AlphaStar: Beating Humans with Machine Learning

Introduction
Reveal
Application

Introduction

Previously, DeepMind had created AI for various games on the Atari 2600 console and for board games like Chess and Go. DeepMind created their AI by creating multiple agents to play against each other and learn from one another. When DeepMind's Go AI beat one of the top Go players in the world, Demmis Hassabis revealed that the next possible challenge was an unassuming game called StarCraft. DeepMind created their StarCraft II AI, AlphaStar, by giving their agents a certain number of games that real people played, in order to make the AI better imitate a human, and filtered out agents that learned to use certain undesired strategies. The AI continued learning from itself by playing against other agents. Click here!

Complexity in Atari vs Go vs Starcraft II The board game known as Go has approximately 20 times as much possible action space compared to games on the Atari. StarCraft II on the other hand, has about 277 sextillion times as much possible action space compared to Go and has gaps in the information it provides players.
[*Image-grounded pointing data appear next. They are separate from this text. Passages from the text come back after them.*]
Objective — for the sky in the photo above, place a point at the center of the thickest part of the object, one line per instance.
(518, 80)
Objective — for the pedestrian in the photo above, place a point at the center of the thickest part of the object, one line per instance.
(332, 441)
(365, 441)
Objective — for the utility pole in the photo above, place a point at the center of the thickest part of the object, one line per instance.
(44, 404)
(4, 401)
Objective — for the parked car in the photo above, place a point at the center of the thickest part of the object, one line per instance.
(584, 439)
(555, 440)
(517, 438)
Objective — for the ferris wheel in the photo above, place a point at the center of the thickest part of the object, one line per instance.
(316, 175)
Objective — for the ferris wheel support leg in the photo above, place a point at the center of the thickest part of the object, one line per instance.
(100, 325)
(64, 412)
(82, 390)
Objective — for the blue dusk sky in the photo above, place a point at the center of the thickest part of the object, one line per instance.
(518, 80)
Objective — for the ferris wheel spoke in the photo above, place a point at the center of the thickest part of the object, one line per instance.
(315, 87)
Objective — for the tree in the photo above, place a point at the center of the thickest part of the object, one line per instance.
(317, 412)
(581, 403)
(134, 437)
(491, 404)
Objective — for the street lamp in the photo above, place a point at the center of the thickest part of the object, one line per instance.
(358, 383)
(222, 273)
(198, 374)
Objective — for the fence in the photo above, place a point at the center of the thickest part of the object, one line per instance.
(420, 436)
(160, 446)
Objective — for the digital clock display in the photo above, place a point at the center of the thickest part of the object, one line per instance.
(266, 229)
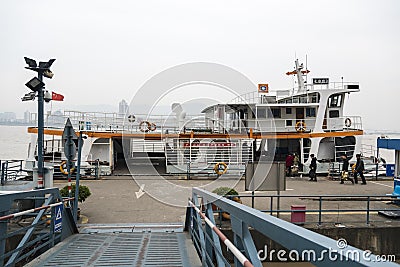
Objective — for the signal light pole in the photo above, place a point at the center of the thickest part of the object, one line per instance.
(37, 85)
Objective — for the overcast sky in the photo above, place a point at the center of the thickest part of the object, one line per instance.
(106, 50)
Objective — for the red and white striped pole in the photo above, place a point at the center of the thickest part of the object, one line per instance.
(40, 181)
(239, 255)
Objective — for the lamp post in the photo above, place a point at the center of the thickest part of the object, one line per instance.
(36, 84)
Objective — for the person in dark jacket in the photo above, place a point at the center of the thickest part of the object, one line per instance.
(313, 168)
(345, 171)
(359, 169)
(289, 164)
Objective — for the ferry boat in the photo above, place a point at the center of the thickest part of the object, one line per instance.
(263, 125)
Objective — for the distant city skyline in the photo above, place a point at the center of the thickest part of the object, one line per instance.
(105, 51)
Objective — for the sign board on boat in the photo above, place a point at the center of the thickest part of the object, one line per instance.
(320, 80)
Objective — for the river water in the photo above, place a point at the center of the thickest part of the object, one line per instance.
(14, 142)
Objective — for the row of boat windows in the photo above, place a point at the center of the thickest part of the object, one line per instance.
(335, 101)
(263, 113)
(312, 98)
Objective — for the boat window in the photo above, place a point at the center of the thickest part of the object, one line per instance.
(310, 112)
(261, 113)
(335, 101)
(275, 113)
(314, 98)
(303, 99)
(333, 113)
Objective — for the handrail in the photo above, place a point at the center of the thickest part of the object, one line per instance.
(288, 235)
(17, 214)
(239, 255)
(45, 230)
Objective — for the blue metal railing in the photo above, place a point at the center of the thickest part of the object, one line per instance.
(10, 170)
(29, 224)
(317, 249)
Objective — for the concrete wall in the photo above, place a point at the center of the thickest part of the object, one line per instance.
(379, 240)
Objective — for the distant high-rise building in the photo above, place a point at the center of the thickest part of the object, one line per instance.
(123, 107)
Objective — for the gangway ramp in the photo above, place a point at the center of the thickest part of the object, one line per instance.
(116, 246)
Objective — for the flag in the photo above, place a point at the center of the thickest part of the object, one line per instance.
(57, 97)
(263, 88)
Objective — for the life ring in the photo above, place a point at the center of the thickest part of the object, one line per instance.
(221, 168)
(347, 122)
(64, 168)
(143, 128)
(131, 118)
(300, 126)
(152, 127)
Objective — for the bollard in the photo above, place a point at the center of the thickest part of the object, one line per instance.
(298, 214)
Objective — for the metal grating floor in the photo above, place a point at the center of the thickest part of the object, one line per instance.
(121, 249)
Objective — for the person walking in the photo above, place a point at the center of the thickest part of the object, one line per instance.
(345, 171)
(313, 168)
(359, 169)
(289, 164)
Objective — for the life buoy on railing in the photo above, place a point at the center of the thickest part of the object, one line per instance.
(144, 126)
(300, 126)
(221, 168)
(347, 122)
(64, 168)
(131, 118)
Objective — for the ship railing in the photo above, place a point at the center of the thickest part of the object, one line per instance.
(272, 125)
(114, 122)
(11, 170)
(195, 155)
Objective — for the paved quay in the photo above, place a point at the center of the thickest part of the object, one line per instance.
(114, 199)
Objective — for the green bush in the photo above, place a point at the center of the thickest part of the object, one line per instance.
(224, 191)
(84, 192)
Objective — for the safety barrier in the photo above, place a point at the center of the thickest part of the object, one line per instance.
(31, 222)
(10, 170)
(318, 249)
(317, 212)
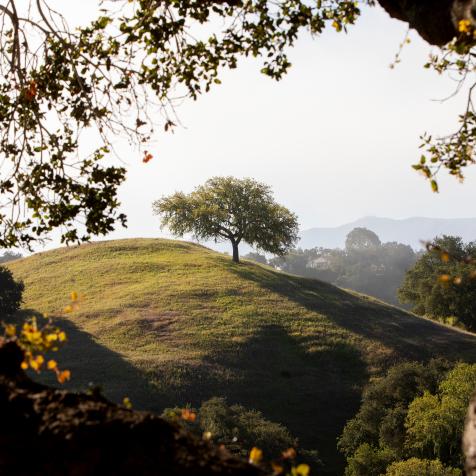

AlphaStar vs Professionals

StarCraft II is a real-time strategy game created by Blizzard Entertainment in 2010. Players choose to play as one of three unique races (Terran, Zerg or Protoss) and face off to destroy each other. The reason why it's a difficult game for AI is because of the need to manage economy and armies while using imperfect information about your opponent's actions. On January 22, 2019, Deepmind's StarCraft II AI played a series of showmatches against two professional StarCraft II players. I will be refering to them by their screen names: TLO and MaNa. The way the AI played the game was via an API that DeepMind created with Python. This API allows bots to input commands which would then be issued to units in the game. This leads to the AI having superhuman precision, the ability to see and interact with anything on the battlefield in an instant and being able to create inputs at a superhuman rate. AlphaStar was told to restrict its actions per minute (APM) to an average of 280 while MaNa and TLO had 390 and 678 average APM respectively. AlphaStar used a loophole in its APM restriction and stayed very inactive, keeping its APM extremely low and burst to a high of over 1000 APM when it entered battle, causing its average APM to stay low while still being able to play at superhuman levels. AlphaStar's extreme precision also gave it a huge advantage against the other players. All of its actions were inhumanly precise meaning AlphaStar did not create unnecessary actions or misclicking, making its average EPM almost equal to its average APM. Meanwhile, professional players usually play with anywhere between half to a third as much EPM compared to their APM because of natural unnecessary clicking or misclicking while playing the game. Overall, people had the general consensus that AlphaStar played too much like a robot instead of like a human. Viewers were also dissapointed that AlphaStar could only play on one map, using one race (Protoss), against one race (Protoss). AlphaStar won all five games against TLO and lost only one of five games against MaNa. Click here!

An example of how the API can create inhuman inputs. The API created by DeepMind for AlphaStar does not account for humanly impossible moves. The AI attempted to land a building right next to resources, which is impossible for players to do.

AlphaStar vs the World

In July 2019, Blizzard announced that it would be releasing AlphaStar agents to the StarCraft II European ladder to gather data. There would be three agents active at a time, one representing each race. These new agents perform less APM, making it similar to a human player, but still had some obvious quirks, such as consistently having EPM equal to its APM. Even without knowing about the quirkiness of AlphaStar's APM/EPM, players also identified AlphaStar by noticing that they never used control groups. Control groups allow the player to save a selection of units or buildings in order to move/attack/build with them later. AlphaStar, due to its frame-perfect actions, has no need for control groups and instead switches its camara to its base for a few frames ten instantly moves ites camara back to the main battlefield. Another quirk of AlphaStar was that it never scouted the opponents for information. The AI likely picked up this bad habit due to its lack of need for scouting. Because its ability to manage economy perfectly and queue up units and control them at superhuman levels, it never learned that scouting could be advantageous which results in each agent only using one strategy. The agents ended up being found and was experimented on by players to see what strategies before they were replaced by better agents. Out of the strategies tried, players found that the best ways to beat the AI was by: applying early pressure as AlphaStar has poor early game defense, limiting AlphaStar's control of the map (via Planetary Fortresses, Missile Turrets, Nydus Worms or Photon Cannons), or simply by building units that directly counter AlphaStar's as the agents can not change strategies in the middle of a game. Click here!

AlphaStar traps its own Siege Tanks in its own base due to poor building placement. AlphaStar still has a few kinks in its strategies. This is especially true in the original Terran agent that could be played on the ladder. AlphaStar does not understand how to place buildings which causes it to trap its units inside its own base. This causes the AI to panic, usually by destroying its own buildings.